29. As already discussed earlier the lower Court has not properly considered the facts and circumstances of the case. It has failed even to refer to the earlier Order passed by this Court which was confirmed by the Hon'ble Supreme Court which set aside the Trial Court's Order and directed the parties to proceed with the arbitration. It has further failed to consider the conduct of the first respondent who was always looking for an opportunity to see that the arbitration proceedings do not begin. Further no material is produced to show that the first respondent will suffer irreparable injury. Merely travelling to London to attend the arbitration proceedings cannot be said to be irreparable injury. The parties have agreed to hold the arbitration proceedings at London and therefore they knew that going to London will cost them substantial expenses and therefore money towards expenses to attend the arbitration proceedings cannot be said to be irreparable injury to the first respondent.
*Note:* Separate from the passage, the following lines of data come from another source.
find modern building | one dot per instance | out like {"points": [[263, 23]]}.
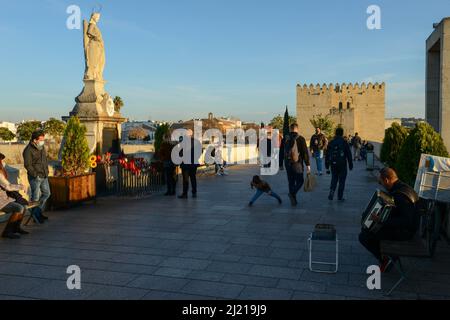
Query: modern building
{"points": [[438, 79]]}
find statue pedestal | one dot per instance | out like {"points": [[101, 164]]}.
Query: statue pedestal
{"points": [[95, 109]]}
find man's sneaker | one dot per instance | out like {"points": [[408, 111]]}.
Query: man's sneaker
{"points": [[293, 200], [385, 265], [331, 196]]}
30. Thus after considering all the facts and circumstances of the case, we are of the view that an Order restraining a party from proceeding with the arbitration while challenging a partial award cannot be said to be an interim measure as contemplated under Section 9 of the Act. We are the view that the lower Court has failed to consider the different facts and circumstances of the case. It has ignored the previous proceedings initiated by the first respondent seeking similar reliefs and the relief given by the lower Court which was ultimately set aside by this Court and upheld by the Hon'ble Supreme Court. The lower Court has thus not taken into consideration the conduct of the first respondent who has been trying to see that the arbitration proceedings does not proceed. The reasoning given by the lower Court to grant stay of the Arbitral proceedings which is only the remedies hearing and any Order passed in the proceeding could as well be challenged before the lower Court and it will be a part of the award and the Order given in such a remedies herein will be the final Order and thereafter the first respondent could take all the grounds available to him before the lower Court either under Section 34 or 48 of the Act if execution is filed. We are of the view that the reasonings given by the lower Court is not only arbitrary but capricious and perverse and ignoring the settled principle of law regulating grant or refusal of an Order under Section 9 of the Act. The impugned Order therefore, cannot be sustained and it is accordingly, set aside. The application filed by the respondent 1 seeking stay of the arbitration proceedings and the prayer to restrain the appellant from appearing before the Arbitral Tribunal at London is rejected. The appeal is accordingly, allowed with costs of Rs. 10,000/-.